The Audit Trail That Separates Real Agent Infrastructure From Fancy Chatbots
Enterprise AI has an accuracy problem. Not the kind that makes headlines — the kind that quietly breaks compliance audits.
A new preprint from Yonyou AI Lab, published April 8, 2026, introduces a framework called LOM-action that takes a direct shot at what the authors call "illusive accuracy": a model's ability to produce correct-sounding outputs while consistently selecting the wrong tools. Their solution is an event-simulation-decision pipeline where every action traces back to a deterministic graph mutation driven by real business events — and all decisions derive exclusively from the evolved simulation graph.
The numbers are stark. On 11 enterprise graph reasoning tasks, LOM-action hit 93.82% accuracy and a 98.74% tool-chain F1 score. Doubao-1.8 and DeepSeek-V3.2 — both respectable models — landed at roughly 80% accuracy but managed only 24–36% on tool-chain F1. Same accuracy, completely different operational reality. The authors quantify this gap as IA(M) = Acc(M) − F1_chain(M), their "Illusive Accuracy" index. The higher the number, the more a model's outputs look right while its tool selections go wrong.
Yonyou's researchers recommend deploying simulation-sensitive enterprise AI only when Tool-Chain F1 hits 0.90 or above and Illusive Accuracy stays below 0.30. By that standard, the frontier models they're benchmarking against aren't ready for production.
What the architecture actually does
LOM-action's design has two modes. Skill mode handles registered tool calls — predictable, contract-bound operations that the system can audit. Reasoning mode handles novel computations where no pre-registered skill applies. Both modes feed into the same deterministic graph engine: business events trigger scenario conditions encoded in an enterprise ontology, which drive graph mutations in an isolated sandbox. The working copy evolves into a "simulation graph" — call it G_sim — and all downstream decisions derive exclusively from that graph. No model output is trusted directly. Everything traces back to the graph.

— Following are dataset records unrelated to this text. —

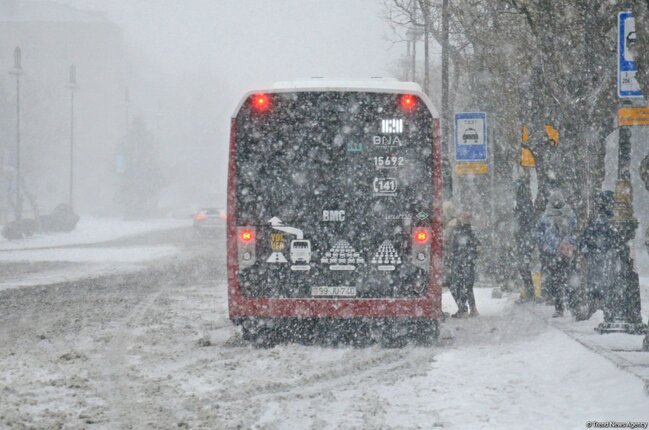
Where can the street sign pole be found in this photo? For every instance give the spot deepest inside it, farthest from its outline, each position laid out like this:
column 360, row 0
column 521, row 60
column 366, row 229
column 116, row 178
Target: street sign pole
column 622, row 309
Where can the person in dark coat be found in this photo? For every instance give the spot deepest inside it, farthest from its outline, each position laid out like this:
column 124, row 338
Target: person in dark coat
column 597, row 245
column 464, row 253
column 555, row 234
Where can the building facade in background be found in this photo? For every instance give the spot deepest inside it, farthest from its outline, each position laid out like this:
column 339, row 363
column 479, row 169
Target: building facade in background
column 53, row 36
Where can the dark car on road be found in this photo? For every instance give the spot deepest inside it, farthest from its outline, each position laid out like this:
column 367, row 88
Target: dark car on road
column 208, row 221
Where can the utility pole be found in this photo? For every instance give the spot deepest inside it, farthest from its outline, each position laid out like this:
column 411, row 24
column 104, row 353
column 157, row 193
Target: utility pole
column 447, row 176
column 17, row 71
column 73, row 86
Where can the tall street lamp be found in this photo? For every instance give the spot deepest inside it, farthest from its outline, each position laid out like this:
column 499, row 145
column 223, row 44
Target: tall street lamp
column 17, row 71
column 73, row 86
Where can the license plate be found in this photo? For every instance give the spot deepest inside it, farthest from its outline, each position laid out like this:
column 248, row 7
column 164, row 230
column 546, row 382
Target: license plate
column 333, row 292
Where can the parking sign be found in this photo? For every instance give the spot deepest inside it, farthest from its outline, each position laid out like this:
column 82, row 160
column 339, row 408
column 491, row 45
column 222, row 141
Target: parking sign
column 627, row 84
column 471, row 136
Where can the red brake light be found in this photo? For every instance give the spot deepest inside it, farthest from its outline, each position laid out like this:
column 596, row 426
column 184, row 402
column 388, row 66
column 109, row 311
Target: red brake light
column 260, row 102
column 408, row 102
column 421, row 236
column 247, row 235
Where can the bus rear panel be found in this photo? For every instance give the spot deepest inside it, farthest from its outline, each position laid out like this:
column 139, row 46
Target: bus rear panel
column 332, row 206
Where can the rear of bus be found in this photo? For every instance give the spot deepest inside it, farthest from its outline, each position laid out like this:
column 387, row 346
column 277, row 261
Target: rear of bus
column 334, row 207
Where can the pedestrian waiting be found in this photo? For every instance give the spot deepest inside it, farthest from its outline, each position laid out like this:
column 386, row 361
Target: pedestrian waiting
column 555, row 234
column 597, row 245
column 463, row 256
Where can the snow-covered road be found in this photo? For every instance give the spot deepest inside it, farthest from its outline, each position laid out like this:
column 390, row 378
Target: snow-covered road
column 156, row 350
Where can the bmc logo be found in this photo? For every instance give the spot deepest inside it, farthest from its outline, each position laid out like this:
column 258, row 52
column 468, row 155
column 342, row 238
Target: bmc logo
column 333, row 216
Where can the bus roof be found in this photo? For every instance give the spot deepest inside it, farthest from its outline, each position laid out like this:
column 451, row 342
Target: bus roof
column 382, row 85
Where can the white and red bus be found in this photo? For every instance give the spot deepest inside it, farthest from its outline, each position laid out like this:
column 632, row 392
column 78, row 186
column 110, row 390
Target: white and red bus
column 334, row 210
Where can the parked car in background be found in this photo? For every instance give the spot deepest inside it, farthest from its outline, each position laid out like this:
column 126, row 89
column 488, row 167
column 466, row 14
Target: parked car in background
column 208, row 221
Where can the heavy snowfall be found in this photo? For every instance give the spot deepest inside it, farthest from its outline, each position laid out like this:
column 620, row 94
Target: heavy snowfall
column 378, row 214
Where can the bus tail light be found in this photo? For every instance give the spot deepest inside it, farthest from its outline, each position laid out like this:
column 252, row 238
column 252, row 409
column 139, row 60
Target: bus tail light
column 421, row 247
column 408, row 102
column 260, row 102
column 246, row 247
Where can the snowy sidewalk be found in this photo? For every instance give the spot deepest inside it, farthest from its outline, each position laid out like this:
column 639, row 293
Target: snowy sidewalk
column 624, row 350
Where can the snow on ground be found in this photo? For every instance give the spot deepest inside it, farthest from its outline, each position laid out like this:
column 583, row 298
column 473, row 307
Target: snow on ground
column 94, row 230
column 89, row 251
column 158, row 351
column 91, row 255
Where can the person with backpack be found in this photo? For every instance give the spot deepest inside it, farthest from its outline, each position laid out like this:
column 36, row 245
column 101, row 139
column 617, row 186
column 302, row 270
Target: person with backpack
column 555, row 234
column 463, row 256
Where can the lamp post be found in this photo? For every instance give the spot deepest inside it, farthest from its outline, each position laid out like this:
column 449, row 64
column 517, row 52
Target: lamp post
column 73, row 86
column 17, row 71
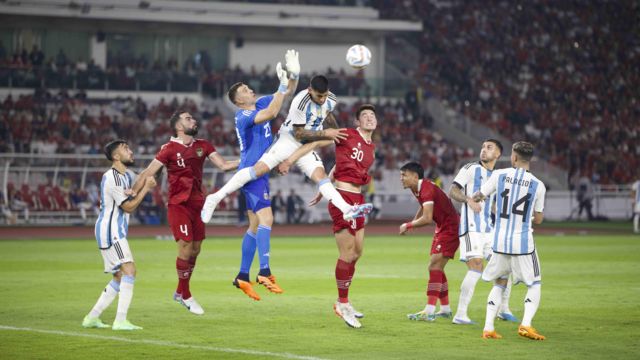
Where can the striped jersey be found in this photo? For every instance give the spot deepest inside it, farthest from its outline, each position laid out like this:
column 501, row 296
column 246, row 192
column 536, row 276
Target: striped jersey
column 470, row 178
column 113, row 222
column 518, row 194
column 304, row 111
column 254, row 139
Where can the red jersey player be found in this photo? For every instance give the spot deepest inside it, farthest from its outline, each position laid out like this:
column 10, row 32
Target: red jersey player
column 436, row 207
column 184, row 158
column 354, row 157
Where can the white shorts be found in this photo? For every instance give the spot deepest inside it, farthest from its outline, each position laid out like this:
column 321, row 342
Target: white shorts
column 118, row 254
column 474, row 245
column 286, row 145
column 524, row 268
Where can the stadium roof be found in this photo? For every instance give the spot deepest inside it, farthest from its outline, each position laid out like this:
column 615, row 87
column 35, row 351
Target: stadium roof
column 212, row 13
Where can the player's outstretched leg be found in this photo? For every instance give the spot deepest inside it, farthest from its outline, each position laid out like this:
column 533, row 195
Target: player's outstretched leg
column 265, row 277
column 445, row 309
column 242, row 281
column 531, row 303
column 349, row 212
column 126, row 294
column 504, row 313
column 466, row 294
column 493, row 303
column 92, row 320
column 237, row 181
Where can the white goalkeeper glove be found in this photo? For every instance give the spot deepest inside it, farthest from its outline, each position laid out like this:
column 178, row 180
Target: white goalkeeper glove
column 292, row 63
column 282, row 76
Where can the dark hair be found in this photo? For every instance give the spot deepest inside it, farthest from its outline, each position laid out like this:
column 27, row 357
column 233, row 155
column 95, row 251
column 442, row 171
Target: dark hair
column 364, row 107
column 524, row 150
column 173, row 120
column 498, row 143
column 111, row 147
column 233, row 90
column 414, row 167
column 319, row 83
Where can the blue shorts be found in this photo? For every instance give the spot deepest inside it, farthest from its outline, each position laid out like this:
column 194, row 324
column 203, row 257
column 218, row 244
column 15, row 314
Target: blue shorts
column 256, row 193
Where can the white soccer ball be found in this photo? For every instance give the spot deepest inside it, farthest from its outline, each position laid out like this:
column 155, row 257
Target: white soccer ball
column 358, row 56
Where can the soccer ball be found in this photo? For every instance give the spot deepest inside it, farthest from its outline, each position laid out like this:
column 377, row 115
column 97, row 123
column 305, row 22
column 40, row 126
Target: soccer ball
column 358, row 56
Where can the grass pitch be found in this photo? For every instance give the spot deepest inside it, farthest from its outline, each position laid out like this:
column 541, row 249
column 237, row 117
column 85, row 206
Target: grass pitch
column 589, row 309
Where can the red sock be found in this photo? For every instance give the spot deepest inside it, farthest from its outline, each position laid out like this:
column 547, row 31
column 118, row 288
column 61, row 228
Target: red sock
column 444, row 291
column 344, row 271
column 353, row 268
column 182, row 267
column 435, row 284
column 192, row 265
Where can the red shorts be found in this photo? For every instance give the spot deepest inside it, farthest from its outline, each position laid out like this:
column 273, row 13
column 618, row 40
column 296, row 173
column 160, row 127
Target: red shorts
column 336, row 215
column 445, row 244
column 184, row 220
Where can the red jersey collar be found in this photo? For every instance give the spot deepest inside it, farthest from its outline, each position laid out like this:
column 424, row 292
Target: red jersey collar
column 179, row 141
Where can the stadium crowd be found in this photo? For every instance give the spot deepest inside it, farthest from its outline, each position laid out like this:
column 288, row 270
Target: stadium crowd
column 34, row 69
column 556, row 73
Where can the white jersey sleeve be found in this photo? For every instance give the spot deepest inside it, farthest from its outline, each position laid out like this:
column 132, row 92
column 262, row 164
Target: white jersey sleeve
column 538, row 205
column 489, row 187
column 463, row 177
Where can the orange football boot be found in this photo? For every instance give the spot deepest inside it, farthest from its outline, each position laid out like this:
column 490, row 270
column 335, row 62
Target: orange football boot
column 246, row 288
column 529, row 332
column 491, row 335
column 270, row 283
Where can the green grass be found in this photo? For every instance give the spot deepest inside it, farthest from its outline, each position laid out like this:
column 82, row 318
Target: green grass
column 589, row 303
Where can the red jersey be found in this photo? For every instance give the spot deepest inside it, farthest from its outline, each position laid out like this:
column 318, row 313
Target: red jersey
column 354, row 157
column 184, row 165
column 444, row 214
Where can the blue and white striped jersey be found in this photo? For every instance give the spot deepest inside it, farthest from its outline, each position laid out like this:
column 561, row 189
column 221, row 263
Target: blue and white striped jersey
column 304, row 111
column 113, row 222
column 636, row 187
column 518, row 194
column 470, row 178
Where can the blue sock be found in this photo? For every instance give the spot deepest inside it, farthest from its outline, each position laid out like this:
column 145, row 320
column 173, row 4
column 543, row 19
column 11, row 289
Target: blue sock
column 263, row 237
column 248, row 252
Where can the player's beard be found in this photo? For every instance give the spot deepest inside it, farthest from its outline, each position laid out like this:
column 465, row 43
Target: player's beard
column 192, row 132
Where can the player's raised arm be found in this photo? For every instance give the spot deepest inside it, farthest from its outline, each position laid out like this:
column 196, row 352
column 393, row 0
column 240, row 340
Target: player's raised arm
column 223, row 164
column 151, row 170
column 288, row 84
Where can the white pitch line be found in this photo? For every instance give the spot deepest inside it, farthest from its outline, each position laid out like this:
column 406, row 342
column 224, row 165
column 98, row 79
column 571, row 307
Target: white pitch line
column 162, row 343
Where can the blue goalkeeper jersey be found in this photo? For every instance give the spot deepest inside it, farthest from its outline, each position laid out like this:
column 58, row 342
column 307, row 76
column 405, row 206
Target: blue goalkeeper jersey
column 254, row 139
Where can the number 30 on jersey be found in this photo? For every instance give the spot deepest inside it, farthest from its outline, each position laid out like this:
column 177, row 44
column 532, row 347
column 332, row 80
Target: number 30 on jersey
column 357, row 154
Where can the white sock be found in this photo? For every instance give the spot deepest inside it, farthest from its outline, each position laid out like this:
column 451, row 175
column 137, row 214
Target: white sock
column 126, row 293
column 330, row 193
column 430, row 309
column 106, row 298
column 466, row 292
column 236, row 182
column 531, row 303
column 493, row 303
column 506, row 295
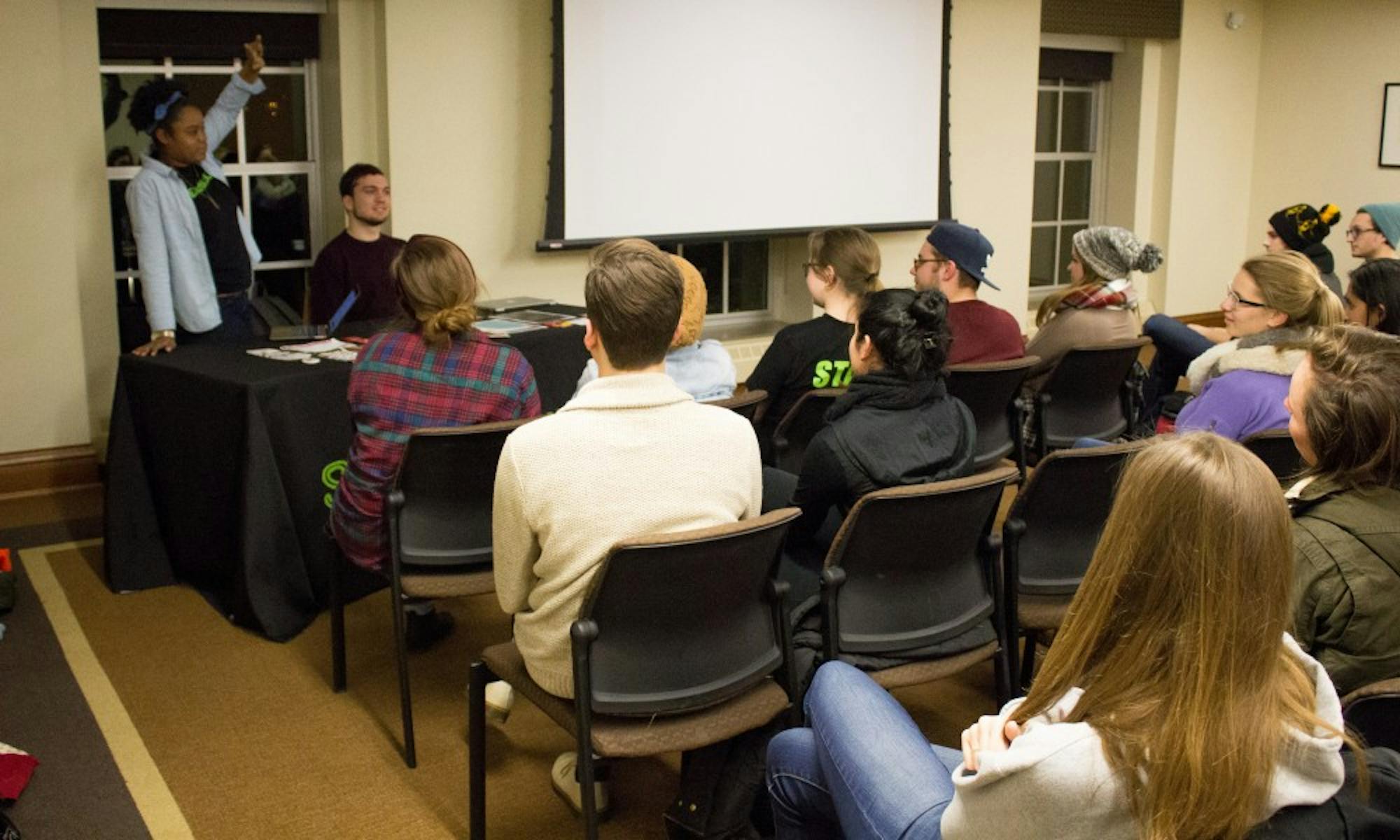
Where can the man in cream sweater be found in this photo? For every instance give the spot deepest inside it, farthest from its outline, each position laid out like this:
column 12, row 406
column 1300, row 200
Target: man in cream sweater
column 632, row 454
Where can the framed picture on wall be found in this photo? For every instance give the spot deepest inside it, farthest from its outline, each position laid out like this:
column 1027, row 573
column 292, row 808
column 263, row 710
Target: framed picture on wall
column 1391, row 127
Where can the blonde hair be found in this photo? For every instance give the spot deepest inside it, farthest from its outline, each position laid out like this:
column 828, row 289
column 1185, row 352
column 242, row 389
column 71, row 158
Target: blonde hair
column 1177, row 639
column 852, row 254
column 438, row 288
column 1292, row 285
column 1054, row 300
column 694, row 307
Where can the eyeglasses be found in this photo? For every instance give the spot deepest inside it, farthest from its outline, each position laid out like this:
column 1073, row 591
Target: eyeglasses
column 1234, row 300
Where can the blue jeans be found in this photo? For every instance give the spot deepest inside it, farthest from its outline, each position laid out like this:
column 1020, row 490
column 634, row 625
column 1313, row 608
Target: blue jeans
column 862, row 771
column 1177, row 348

The practical benefit is replayability. Every decision has a full audit log. If the system approved a vendor payment that later turns out to be fraudulent, the decision trace shows exactly which event triggered which graph mutation, and why the model recommended approval. That's a meaningfully different failure mode from a chatbot that just says "approved."
Who Yonyou is and why it matters
All eight authors are from Yonyou Network Technology, a major Chinese enterprise software vendor — think SAP-adjacent, ERP-tier. No independent academic co-authors, no third-party validation in the paper itself. This matters for calibration: Yonyou has an incentive to show that their tooling beats DeepSeek and Doubao, and they're measuring on tasks that align with their product portfolio. Independent replication isn't here yet.
That said, the finding is structurally sound and the framing — illusive accuracy as a deployment-readiness filter — is a genuinely useful concept regardless of who invented it. The specific thresholds (F1 >= 0.90, IA <= 0.30) are Yonyou's recommendations, not industry consensus. Treat them as starting points, not certification criteria.
The broader pattern this fits into: enterprise AI buyers are increasingly waking up to the fact that benchmark accuracy doesn't predict operational reliability. A model that hallucinates 15% of the time but always uses the right tools is often easier to audit than one that gets 90% of answers right but calls the wrong API. LOM-action is Yonyou's bet on that tradeoff.
What this means for agent infrastructure
For builders: the tool-chain F1 metric is worth tracking separately from accuracy. If your agent system is making downstream tool calls — not just generating text — then the fidelity of those calls is a first-class reliability concern, not a footnote.
For investors: the simulation-graph approach adds infrastructure overhead. You're running a graph engine alongside the model. That overhead is justified in high-compliance environments (financial services, healthcare, procurement) where the audit cost exceeds the compute cost. In lower-stakes automation, it's probably not worth it.
For the broader agent infra ecosystem: Yonyou's framing — simulation-first, then decision — is one architecture for making agents auditable. LangGraph, AutoGen, and other frameworks are solving the same problem from different angles. The competition isn't just model-vs-model. It's architectural approach-vs-approach, measured on operational outcomes, not leaderboard scores.
The preprint is live on ArXiv. Yonyou's press release with the deployment-readiness thresholds is on PR Newswire.